Bo Jin holds the halfway lead in the Asia-Pacific Amateur Championship for the second successive year after staying ahead of a charging Ratchanon ‘TK’ Chantananuwat at the Amata Spring Country Club in Chonburi, Thailand, on Friday.
The 20-year-old Oklahoma State University junior finished with a bogey on the par-4 ninth hole, but he did enough good work in a three-under-par 69 round to keep his nose ahead of local star and the highest-ranked player in the field, world No. 12 Chantananuwat, and Korea’s Wooyoung Cho.
Chantananuwat, who said he felt a slight strain in his body from the moment he got up this morning, made a birdie on the sixth hole and followed it up with a stunning 66-foot eagle putt on the par-5 seventh hole. A 68 took him to nine under par, one behind leader Jin.
Like Jin and Chantananuwat, Cho also started from the 10th tee in the morning. The Korean, who finished tied third with Jin in Dubai last year, was on cruise control with five birdies in the first 11 holes before back-to-back bogeys on hole Nos. 3 and 4 pulled him back. He bounced back with birdies on the sixth and seventh for his 67.
Australia’s Karl Vilips (67) and Japan’s Ryuta Suzuki (69) were also among the early starters and finished the day tied fourth at eight-under par 136. They were joined late in the day by James Leow of Singapore (69) and Australia’s Harrison Crowe, who each carded bogeys at the last.
The cut for the championship fell at even par with a total of 54 players from 17 countries securing their places in tomorrow’s third round.
Jin, brother of the 2015 AAC champion Cheng Jin, is ranked 34th on the WAGR. Last year in Dubai, he was leading after rounds of 70 and 64 and had a strong feeling of déjà vu.
“I am in a great position and am obviously reminded of Dubai. I have played some great golf so far and I hope to do the same over the weekend and finish the job,” said Jin.
“I don’t think I played badly during the weekend in Dubai, but Keita (Nakajima) played much better and won. I just need to do my part properly and we will see how it goes after that.”
A wayward drive led to a bogey on the 16th.
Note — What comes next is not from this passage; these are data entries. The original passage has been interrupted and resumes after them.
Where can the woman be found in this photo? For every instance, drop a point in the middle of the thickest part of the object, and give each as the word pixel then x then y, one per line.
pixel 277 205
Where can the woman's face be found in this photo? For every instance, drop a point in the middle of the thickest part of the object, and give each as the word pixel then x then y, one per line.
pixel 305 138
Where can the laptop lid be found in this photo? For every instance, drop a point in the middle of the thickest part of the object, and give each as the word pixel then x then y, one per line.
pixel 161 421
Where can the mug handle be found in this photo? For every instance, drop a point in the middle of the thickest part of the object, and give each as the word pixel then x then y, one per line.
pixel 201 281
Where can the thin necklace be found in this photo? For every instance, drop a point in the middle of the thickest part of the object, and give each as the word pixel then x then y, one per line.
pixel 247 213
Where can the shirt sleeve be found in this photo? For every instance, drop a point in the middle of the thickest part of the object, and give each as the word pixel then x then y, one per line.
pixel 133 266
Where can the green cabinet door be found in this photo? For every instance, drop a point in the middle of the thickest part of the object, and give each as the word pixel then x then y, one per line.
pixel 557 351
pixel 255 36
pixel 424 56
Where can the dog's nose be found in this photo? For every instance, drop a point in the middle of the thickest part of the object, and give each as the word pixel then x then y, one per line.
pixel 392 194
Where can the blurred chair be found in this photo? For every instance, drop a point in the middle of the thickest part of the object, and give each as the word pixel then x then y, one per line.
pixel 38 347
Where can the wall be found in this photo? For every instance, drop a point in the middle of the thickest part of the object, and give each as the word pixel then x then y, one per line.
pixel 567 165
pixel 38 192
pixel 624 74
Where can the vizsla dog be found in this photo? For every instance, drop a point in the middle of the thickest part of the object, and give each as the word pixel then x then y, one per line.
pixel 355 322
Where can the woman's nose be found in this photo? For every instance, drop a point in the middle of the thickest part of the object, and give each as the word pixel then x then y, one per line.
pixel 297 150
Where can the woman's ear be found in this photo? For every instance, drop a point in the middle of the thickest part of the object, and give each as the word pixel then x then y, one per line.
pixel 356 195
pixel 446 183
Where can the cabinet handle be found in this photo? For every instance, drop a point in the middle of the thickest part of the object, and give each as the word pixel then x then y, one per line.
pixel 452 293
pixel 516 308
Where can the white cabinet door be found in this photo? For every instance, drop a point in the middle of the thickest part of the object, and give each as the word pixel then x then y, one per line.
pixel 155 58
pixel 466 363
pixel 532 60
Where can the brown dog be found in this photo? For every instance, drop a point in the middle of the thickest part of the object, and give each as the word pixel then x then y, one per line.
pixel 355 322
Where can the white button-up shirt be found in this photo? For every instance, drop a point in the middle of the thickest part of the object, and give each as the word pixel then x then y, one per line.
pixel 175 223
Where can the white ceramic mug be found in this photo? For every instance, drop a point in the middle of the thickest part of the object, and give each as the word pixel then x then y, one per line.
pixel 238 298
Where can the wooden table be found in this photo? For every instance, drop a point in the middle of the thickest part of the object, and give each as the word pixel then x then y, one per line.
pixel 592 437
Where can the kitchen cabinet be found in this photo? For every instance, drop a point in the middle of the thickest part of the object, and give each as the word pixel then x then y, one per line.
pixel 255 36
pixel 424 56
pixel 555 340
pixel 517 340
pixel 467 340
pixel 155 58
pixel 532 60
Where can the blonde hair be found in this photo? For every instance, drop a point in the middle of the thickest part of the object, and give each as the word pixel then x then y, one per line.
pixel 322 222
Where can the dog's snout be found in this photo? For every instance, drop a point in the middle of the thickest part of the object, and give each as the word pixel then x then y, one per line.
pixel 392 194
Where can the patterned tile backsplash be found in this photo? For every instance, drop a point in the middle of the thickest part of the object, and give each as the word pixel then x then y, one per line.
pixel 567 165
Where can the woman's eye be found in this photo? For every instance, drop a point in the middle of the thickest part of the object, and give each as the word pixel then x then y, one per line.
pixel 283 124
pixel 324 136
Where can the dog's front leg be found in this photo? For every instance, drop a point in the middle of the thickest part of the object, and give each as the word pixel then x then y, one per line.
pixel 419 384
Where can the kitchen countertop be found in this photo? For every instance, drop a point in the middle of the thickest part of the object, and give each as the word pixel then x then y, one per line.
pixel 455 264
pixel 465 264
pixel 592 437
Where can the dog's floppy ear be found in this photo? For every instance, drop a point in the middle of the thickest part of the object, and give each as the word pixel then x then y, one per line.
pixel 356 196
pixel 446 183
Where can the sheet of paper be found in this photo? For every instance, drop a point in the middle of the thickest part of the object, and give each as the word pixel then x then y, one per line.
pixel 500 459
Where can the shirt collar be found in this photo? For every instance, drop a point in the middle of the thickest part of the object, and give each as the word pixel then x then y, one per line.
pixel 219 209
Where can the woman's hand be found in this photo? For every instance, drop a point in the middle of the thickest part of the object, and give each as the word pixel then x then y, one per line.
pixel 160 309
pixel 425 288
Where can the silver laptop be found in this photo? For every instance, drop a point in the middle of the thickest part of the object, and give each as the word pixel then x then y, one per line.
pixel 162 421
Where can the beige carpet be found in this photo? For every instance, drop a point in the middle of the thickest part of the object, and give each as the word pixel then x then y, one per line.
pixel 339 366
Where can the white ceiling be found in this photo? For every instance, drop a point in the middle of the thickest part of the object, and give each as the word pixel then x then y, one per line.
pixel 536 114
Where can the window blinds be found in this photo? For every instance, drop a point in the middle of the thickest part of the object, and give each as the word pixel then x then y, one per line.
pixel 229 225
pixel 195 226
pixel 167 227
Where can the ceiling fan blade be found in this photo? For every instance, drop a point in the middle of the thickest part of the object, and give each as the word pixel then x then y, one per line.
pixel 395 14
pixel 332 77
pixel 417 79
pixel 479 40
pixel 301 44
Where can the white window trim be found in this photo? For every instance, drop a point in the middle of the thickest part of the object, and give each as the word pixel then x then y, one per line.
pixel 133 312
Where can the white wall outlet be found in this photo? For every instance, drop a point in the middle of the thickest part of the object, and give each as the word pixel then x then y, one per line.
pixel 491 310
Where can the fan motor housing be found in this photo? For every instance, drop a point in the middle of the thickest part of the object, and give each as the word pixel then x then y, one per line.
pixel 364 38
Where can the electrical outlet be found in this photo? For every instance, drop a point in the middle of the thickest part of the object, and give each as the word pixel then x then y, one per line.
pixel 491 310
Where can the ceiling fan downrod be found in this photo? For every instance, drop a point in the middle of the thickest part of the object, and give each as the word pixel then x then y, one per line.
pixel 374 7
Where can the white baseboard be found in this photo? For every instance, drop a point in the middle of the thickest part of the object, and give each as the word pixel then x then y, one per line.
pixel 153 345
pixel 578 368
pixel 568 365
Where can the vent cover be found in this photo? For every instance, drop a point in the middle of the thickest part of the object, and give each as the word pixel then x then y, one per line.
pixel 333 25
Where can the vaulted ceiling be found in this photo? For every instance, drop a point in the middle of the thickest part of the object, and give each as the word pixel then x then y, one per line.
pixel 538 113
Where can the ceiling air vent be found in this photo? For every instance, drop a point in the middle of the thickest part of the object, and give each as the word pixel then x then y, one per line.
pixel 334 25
It took a beautiful tee shot on Amata Spring’s iconic par-3 17th hole to set up a birdie, which steadied his ship.
Déjà vu for TK
The 15-year-old Chantananuwat was also experiencing déjà vu.
“Funnily enough, the last time I had this issue of my body feeling so tight and pain in the neck, was at the SMBC Singapore Open, where four players could get into The 150th Open. And again this week, we are fighting for a place in The Open,” said Chantananuwat.
“I started with a 68 in Singapore and was right up there. I then had a horrible round of 74 which just killed my chances.
“I was worried because I could not get full rotation of body. The way I hit the ball at the range and started my round, I honestly was preparing myself for an 80. And because of that, I am so happy with my 68. I am just one behind right now, and hopefully, will be in a better condition to battle it out over the weekend.”
There were some incredible results for the region when Subash Tamang (70) became the first player from Nepal to make the cut in the history of the championship on even par, followed moments later by Jantai Malataev (69) on two under par achieving the same feat for Kyrgyzstan.